Gericht: Oberlandesgericht Koblenz
Beschluss verkündet am 03.03.2005
Aktenzeichen: 1 Ss 43/05
Rechtsgebiete: StPO


Vorschriften:

StPO § 349 Abs. 4
Sofern sich aus den Umständen nicht ausnahmesweise ergibt, dass es dem Vertragspartner auf die Zahlungsfähigkeit gerade im Zeitpunkt des Vertragsschlusses ankommt, bezieht sich in Fällten hinausgeschobener Fälligkeit die stillschweigende Erklärung des Schuldners, zur Vertragserfüllung willens und nach seiner Erwartung auch in der Lage zu sein, erst auf den Fälligkeitstermin.
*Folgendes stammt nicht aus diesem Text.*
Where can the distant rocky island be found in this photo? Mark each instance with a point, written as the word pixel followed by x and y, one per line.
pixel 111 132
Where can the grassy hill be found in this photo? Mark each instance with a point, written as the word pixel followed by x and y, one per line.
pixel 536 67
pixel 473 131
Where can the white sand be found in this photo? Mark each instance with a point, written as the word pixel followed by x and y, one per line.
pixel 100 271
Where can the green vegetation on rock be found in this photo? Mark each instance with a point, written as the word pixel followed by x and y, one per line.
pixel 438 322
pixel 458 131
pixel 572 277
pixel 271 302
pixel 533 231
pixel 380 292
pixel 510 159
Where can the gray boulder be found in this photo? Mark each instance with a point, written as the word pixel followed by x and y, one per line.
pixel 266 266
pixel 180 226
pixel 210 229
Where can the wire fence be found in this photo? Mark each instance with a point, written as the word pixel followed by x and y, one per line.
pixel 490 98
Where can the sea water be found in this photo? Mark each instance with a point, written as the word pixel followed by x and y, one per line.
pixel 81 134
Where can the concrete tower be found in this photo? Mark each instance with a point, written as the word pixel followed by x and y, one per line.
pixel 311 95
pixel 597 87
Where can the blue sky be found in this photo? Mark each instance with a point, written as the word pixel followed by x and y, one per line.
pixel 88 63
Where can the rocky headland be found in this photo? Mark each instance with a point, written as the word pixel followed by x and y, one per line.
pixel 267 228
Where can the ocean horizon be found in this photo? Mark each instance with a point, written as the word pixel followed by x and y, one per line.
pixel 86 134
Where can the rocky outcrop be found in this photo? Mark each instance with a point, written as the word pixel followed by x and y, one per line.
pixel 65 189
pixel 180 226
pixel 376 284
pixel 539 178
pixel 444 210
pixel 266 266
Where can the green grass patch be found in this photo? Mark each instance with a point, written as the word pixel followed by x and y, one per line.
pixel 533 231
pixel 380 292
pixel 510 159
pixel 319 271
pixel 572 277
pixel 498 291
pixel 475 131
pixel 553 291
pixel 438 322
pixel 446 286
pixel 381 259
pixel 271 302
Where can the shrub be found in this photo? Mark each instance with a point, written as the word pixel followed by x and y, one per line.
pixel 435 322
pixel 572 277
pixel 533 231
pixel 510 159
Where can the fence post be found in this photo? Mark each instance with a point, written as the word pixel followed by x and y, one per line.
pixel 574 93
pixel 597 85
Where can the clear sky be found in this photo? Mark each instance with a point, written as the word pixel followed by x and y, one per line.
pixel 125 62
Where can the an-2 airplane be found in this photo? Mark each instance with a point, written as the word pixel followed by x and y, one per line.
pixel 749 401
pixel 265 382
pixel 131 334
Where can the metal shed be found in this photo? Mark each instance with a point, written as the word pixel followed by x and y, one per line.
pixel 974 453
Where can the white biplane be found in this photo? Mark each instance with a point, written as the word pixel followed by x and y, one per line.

Es kommt dann darauf an, mit selcher Sicherheit er den Geldeingang erwarten kann. Die bloße Hoffnung auf einen Geldzufluss reicht zwar nicht aus. Anders kann es aber sein, wenn sich die Erwartung auf Angaben des mit überlegenem Sachwissen augestatteten Vertragspartners stützt, der den Schuldner in der betreffenden Angelegenheit beraten hat.
OBERLANDESGERICHT KOBLENZ BESCHLUSS

Geschäftsnummer: 1 Ss 43/05

In der Strafsache

wegen Betrugs

hier: Revision des Angeklagten

hat der 1. Strafsenat des Oberlandesgerichts Koblenz durch den Vorsitzenden Richter am Oberlandesgericht von Tzschoppe, den Richter am Oberlandesgericht Summa und die Richterin am Oberlandesgericht Hardt am 3. März 2005 gemäß § 349 Abs. 4 StPO einstimmig beschlossen:

Tenor:

Auf die Revision des Angeklagten wird das Urteil der 8. kleinen Strafkammer des Landgerichts Koblenz vom 16. Dezember 2004 mit den zugrunde liegenden Feststellungen aufgehoben.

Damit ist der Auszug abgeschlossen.